To explore the capability of gene upregulation, we fused dOrufIscB-KRK with VP64, p65 and Rta (VPR), a configuration adopted by dCas9-based OMEGAon36. We found that this system, termed OMEGAon, was able to increase the expression of target genes significantly and to similar levels as CRISPRon (Extended Data Fig. 10h). Together, these results show the flexibility of OrufIscB-KRK to mediate diverse genome interrogation modalities. Furthermore, the mechanistic similarities between IscB and Cas9 apparently enable straightforward construct design using systems previously optimized for Cas9.

In vivo epigenome editing with NovaIscB

Finally, we applied OMEGAoff in vivo by targeting PCSK9 in the liver, which is relevant for cholesterol regulation39. We first tested the OMEGAoff system with our most specific, efficient and compact IscB composition, NovaIscB, in cultured cells. We fused dNovaIscB (RuvC and HNH inactivated NovaIscB) with Dnmt3A-3L and KRAB to create an optimized OMEGAoff design and packaged this system in a single vector using the hepatocyte-tropic AAV serotype 8. Using the truncated 166-nt ωRNA scaffold, we tested two guides targeting sites adjacent to CTAAA and TTAAA sequences in the promoter of mouse Pcsk9, as there were no sites with ATAAA sequences present in this region.
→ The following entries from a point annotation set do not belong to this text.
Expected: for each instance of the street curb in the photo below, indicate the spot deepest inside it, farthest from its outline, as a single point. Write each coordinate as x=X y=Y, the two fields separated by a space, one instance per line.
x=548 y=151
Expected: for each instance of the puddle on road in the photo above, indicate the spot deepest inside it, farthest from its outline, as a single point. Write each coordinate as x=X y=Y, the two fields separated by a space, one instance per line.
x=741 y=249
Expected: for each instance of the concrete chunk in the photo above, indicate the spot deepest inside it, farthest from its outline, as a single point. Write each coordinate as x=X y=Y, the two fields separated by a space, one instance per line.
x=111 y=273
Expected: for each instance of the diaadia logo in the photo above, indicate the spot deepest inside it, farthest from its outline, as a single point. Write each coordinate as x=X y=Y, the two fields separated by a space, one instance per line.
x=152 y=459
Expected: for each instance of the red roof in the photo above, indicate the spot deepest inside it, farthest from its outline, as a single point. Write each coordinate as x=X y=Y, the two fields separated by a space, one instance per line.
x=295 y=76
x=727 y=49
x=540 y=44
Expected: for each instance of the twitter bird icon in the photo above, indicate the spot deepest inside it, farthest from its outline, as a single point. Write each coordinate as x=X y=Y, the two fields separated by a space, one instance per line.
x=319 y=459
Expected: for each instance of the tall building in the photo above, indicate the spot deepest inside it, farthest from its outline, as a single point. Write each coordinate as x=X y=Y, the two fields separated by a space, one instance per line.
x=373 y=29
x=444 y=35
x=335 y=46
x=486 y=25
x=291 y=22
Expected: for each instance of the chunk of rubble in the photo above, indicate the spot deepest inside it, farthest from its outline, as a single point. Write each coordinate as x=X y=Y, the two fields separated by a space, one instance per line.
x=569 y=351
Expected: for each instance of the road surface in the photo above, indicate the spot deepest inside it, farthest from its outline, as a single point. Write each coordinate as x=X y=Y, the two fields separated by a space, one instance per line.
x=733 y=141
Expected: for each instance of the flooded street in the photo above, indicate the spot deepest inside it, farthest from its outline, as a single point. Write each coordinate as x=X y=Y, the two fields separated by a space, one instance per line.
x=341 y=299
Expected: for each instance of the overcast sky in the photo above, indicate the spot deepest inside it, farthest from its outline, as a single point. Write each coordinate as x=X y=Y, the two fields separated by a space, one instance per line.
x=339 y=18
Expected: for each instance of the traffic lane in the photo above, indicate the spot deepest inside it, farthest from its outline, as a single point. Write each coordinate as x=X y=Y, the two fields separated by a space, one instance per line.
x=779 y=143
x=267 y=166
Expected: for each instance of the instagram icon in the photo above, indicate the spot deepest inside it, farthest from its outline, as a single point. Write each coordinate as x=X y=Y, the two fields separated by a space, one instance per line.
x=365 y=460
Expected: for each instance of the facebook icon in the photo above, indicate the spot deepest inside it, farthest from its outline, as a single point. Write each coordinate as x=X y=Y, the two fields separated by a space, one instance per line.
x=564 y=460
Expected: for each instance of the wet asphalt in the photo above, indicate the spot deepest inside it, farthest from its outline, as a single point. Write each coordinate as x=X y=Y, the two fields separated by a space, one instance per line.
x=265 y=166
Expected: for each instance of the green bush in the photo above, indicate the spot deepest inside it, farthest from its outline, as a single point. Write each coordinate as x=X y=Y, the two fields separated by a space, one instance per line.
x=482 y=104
A Rosa26-targeting guide served as a negative control. We transduced AML12 cells, a mouse hepatocyte line, with various volumes of AAV and found that both ωRNAs enabled twofold repression of Pcsk9 expression as measured by RT-qPCR (Fig. 5f and Supplementary Table 7). In addition, both the pro-PCSK9 and mature PCSK9 protein levels were significantly decreased as measured by western blot, indicating that repression of target genes by AAV-delivered OMEGAoff can yield functional outcomes (Fig. 5g and Extended Data Fig. 10i). Increasing the volume of AAV did not increase repression, suggesting that robust target repression can be achieved even with low doses. Although we find that NTAAA TAMs are compatible with OMEGAoff, the TAM requirements for the NovaIscB nuclease and other fusions may vary in human cells.

We additionally assessed the global specificity of OMEGAoff and CRISPRoff by performing RNA sequencing (RNA-seq) of cells co-transfected with ωRNAs or sgRNAs (single guide RNAs), respectively, targeting the promoters of CLTA or CALD1. Both OMEGAoff and CRISPRoff repressed target genes in a highly specific manner relative to nontargeting guides (Extended Data Fig. 10j), consistent with previous results for the CRISPRoff system36.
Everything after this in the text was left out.